BTW I don't think a lightning strike will let you survive, it is rare and this video is a troll(Fake).

There are actually quite a few examples of people surviving direct or close lightning strikes. They're not all equally powerful.

As long as the current doesn't pass across your heart--or if it does, there's someone nearby who can do chest compressions until the EMT's arrive--you have a decent chance of survival.

eric3579says...

1. Electricity(lightning)will always follow the path of least resistance.
2. You never want electricity to flow through you.
3. A car struck by lightning is grounded, and the lightning will pass through the tires. It is possible that it will also flow through an occupant.

snoozedoctorsays...

Interesting facts,
24,000,000 cloud to ground strikes per year in the US
A human casualty occurs about 1/60,000 strikes
Florida has twice the lightning injuries of any other US state.

Golfers remember, when caught in a thunderstorm on the course, take your 1-iron out of the bag and hold it high over your head. Not even God can hit a 1-iron.

jmdsays...

I would have to say fake on this. Although video footage would easily survive a lightning strike. Lightning does not have a particularly strong magnetism (its a spark.. not a coil of wire), how ever the suddenly over charged flying head would def have made the tape it was touching.."colorful". Yet here we see it cuts off "cleanly" at the lightning strike.

crittttersays...

In a film tech class we were taught to keep our left hand in our pocket when checking for live current - keeps the current from crossing the heart, contains it to the right side if things go wrong.

MarineGunrocksays...

I thought I had left a comment when this video was still queued, but I guess it never went through.

I had mentioned that electricity has to go out in order to go in. So it would have cooked all his organs between entry and exit, as well as fried the camera.

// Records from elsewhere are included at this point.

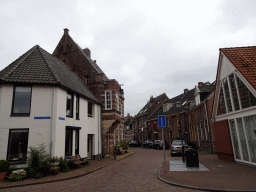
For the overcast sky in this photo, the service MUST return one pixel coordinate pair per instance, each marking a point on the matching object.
(152, 47)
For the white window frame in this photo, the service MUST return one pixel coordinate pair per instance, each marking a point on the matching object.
(106, 100)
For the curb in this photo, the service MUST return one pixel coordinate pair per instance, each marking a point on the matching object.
(194, 187)
(74, 177)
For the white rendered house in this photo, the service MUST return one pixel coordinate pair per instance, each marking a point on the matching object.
(43, 101)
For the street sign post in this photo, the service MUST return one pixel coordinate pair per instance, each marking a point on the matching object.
(162, 124)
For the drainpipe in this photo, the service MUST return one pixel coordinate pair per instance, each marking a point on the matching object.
(53, 106)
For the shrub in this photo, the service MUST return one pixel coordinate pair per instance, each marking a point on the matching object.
(37, 161)
(124, 144)
(63, 164)
(4, 166)
(17, 175)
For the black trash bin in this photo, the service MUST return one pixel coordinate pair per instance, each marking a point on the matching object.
(192, 158)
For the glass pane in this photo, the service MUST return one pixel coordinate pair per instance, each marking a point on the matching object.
(18, 145)
(242, 139)
(234, 91)
(250, 127)
(247, 98)
(234, 139)
(226, 89)
(221, 107)
(68, 143)
(22, 97)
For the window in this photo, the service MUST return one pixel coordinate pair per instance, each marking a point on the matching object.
(18, 145)
(221, 106)
(246, 97)
(117, 102)
(69, 108)
(68, 142)
(90, 109)
(108, 100)
(86, 79)
(77, 107)
(77, 142)
(21, 100)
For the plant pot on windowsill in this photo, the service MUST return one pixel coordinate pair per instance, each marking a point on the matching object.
(55, 170)
(2, 175)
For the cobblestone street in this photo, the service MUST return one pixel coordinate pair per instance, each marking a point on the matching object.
(135, 173)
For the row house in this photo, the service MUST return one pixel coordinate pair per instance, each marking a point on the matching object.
(141, 128)
(107, 91)
(175, 110)
(43, 102)
(129, 129)
(200, 126)
(234, 105)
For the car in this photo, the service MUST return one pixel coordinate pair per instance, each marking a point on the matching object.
(176, 147)
(146, 143)
(134, 143)
(158, 144)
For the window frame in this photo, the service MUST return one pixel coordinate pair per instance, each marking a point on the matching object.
(77, 107)
(13, 101)
(106, 100)
(72, 106)
(92, 106)
(9, 145)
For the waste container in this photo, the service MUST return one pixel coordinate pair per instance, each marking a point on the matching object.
(192, 158)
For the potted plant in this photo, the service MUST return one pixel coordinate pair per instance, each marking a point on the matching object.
(4, 167)
(55, 170)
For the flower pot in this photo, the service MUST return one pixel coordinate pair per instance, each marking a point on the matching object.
(2, 175)
(55, 172)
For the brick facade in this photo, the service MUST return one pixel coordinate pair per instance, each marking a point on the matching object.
(79, 61)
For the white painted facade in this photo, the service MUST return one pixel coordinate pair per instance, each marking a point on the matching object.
(50, 101)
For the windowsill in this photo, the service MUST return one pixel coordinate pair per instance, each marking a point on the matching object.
(20, 115)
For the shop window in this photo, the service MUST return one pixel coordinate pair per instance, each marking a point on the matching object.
(18, 145)
(221, 105)
(21, 100)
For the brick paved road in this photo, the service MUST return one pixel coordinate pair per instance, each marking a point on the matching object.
(135, 173)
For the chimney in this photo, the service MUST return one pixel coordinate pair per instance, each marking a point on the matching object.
(87, 52)
(66, 31)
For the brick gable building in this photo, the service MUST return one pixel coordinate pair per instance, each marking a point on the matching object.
(108, 91)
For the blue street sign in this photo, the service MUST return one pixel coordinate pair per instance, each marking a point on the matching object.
(161, 121)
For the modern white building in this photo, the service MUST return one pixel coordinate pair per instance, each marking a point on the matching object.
(234, 109)
(43, 101)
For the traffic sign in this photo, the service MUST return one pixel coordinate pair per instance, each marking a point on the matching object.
(161, 121)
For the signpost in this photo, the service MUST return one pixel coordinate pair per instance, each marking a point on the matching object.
(162, 124)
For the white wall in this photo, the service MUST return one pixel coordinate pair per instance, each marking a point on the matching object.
(40, 130)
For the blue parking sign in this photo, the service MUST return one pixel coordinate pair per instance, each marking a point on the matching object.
(161, 121)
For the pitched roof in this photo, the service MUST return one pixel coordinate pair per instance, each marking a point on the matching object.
(148, 106)
(37, 66)
(184, 97)
(94, 64)
(244, 59)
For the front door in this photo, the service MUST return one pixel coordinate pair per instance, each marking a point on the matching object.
(89, 147)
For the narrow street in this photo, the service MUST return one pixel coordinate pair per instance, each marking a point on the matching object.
(135, 173)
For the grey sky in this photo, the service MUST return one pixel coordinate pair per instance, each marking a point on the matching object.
(152, 47)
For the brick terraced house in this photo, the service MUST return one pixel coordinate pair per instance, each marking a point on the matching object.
(108, 91)
(175, 110)
(234, 109)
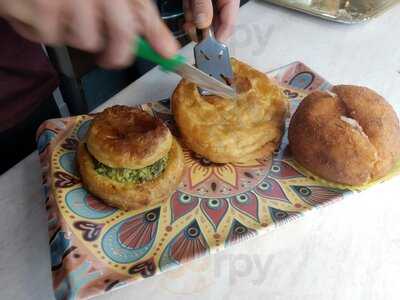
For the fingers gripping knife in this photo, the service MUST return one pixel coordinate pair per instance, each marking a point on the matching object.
(212, 57)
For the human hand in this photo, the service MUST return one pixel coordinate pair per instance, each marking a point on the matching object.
(199, 14)
(105, 27)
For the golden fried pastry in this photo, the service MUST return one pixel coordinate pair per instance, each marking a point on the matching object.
(127, 132)
(350, 135)
(223, 130)
(126, 137)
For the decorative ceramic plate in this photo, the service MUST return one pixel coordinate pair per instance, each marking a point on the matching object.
(96, 248)
(342, 11)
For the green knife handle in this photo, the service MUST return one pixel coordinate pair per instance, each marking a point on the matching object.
(144, 50)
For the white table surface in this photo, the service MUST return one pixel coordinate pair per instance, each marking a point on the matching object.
(350, 250)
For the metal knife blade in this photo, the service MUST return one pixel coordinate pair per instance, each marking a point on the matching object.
(204, 80)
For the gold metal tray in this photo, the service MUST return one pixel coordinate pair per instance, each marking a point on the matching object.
(343, 11)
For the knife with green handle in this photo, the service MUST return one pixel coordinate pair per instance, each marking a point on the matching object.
(178, 65)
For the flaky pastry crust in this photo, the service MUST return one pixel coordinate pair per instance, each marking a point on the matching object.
(127, 137)
(130, 196)
(223, 130)
(350, 135)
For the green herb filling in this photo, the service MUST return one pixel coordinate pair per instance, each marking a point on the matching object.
(131, 175)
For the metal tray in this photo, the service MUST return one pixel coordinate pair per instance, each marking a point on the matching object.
(343, 11)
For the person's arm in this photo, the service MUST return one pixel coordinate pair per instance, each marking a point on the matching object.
(199, 14)
(105, 27)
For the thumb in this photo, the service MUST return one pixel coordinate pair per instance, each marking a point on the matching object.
(203, 13)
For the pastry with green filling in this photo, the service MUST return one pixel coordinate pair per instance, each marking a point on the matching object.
(129, 159)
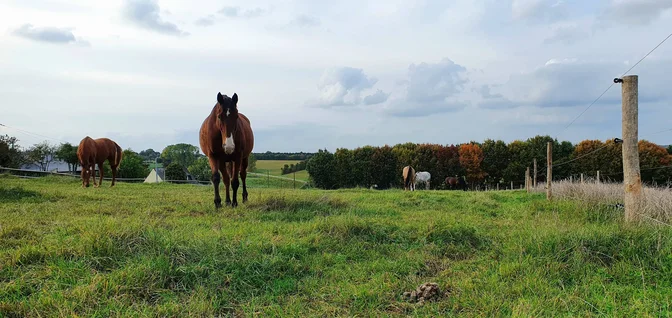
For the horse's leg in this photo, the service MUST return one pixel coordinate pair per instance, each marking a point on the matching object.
(235, 183)
(84, 180)
(114, 174)
(214, 168)
(227, 181)
(100, 169)
(243, 177)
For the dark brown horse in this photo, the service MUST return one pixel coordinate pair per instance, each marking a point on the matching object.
(226, 137)
(456, 182)
(95, 151)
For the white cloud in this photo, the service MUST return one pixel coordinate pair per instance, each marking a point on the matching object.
(146, 14)
(48, 34)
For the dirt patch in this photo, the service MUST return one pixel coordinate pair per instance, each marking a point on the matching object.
(425, 292)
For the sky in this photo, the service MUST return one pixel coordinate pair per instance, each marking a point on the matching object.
(328, 74)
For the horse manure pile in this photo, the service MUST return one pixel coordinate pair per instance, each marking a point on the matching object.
(424, 292)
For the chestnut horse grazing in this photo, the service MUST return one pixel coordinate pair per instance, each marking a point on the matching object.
(409, 178)
(226, 136)
(95, 151)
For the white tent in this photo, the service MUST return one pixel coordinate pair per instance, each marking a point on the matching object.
(155, 177)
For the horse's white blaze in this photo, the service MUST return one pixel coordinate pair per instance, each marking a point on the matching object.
(229, 146)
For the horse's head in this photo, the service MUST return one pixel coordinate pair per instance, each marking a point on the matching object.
(227, 117)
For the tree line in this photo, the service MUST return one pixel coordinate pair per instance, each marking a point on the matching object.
(282, 155)
(289, 168)
(488, 162)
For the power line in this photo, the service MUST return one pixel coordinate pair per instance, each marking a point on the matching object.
(612, 84)
(33, 134)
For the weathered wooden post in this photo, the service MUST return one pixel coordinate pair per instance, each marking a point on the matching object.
(632, 180)
(527, 179)
(549, 170)
(534, 182)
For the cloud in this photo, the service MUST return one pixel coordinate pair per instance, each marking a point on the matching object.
(206, 21)
(431, 88)
(145, 14)
(306, 21)
(565, 34)
(492, 101)
(343, 86)
(572, 82)
(636, 12)
(538, 11)
(48, 34)
(376, 98)
(237, 12)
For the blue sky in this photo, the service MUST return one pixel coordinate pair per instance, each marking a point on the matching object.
(317, 74)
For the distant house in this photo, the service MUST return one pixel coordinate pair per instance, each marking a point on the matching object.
(156, 176)
(159, 175)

As far as the TIRES go (yes, THAT is how it it spelled, you weird foreigners!) they do not automatically provide insulation just because they are made out of rubber. Yes, they insulate greatly against it, but they will still conduct if the voltage is high enough. Being that lightning strikes with about one gigavolt and 1.21 jigawatts, it's more than enough to fry just about anything.

zorsays...

IMO, this video is staged. The burns are electrical, but are from being 'grabbed' by high voltage, usually by workers, not during a lightening storm. Cooking like that takes time and high amperage.
When you are in a car, what protects you from ultimate harm during a lightening strike is that the roof and body act like a Faraday Cage, protecting you from carrying the current.
What's important here is what you (or anybody) can do with amateur special effects and a little mild misinformation. We'll probably see some more of this just before November. If you do it right you can change the course of history.

Kerotansays...

"I'm filming lightning, I'm still alive, I'm getting struck by lightning, I'am still alive, and when my hand is fried, I'll be still alive and when I'm posting this on youtube I will be still alive, still alive, still alive."

spoco2says...

Those of you saying that being in a car during a lighting storm isn't safe have no idea what a Faraday cage is obviously. It's not so much that the car isn't grounded (as hey, that much voltage will easily just arc over to the ground), what a car gives you is a cage surrounding you that is made of metal, far more conductive than you, and a path of far less resistance for the electricity... hence, you're safe inside

Unless it's a plastic car.

Then you're fucked.

Which is also why Aeroplanes (yes, we spell it that way in Australia) which start moving to other materials for their skin actually have to insert metal back into them to give a path for lighting to follow lest the plane be hit.

I just love internet know it alls who don't really know anything.

And yes, many people have survived lighting strikes. But yeah, this would seem to be pretty darn fakey fake fake.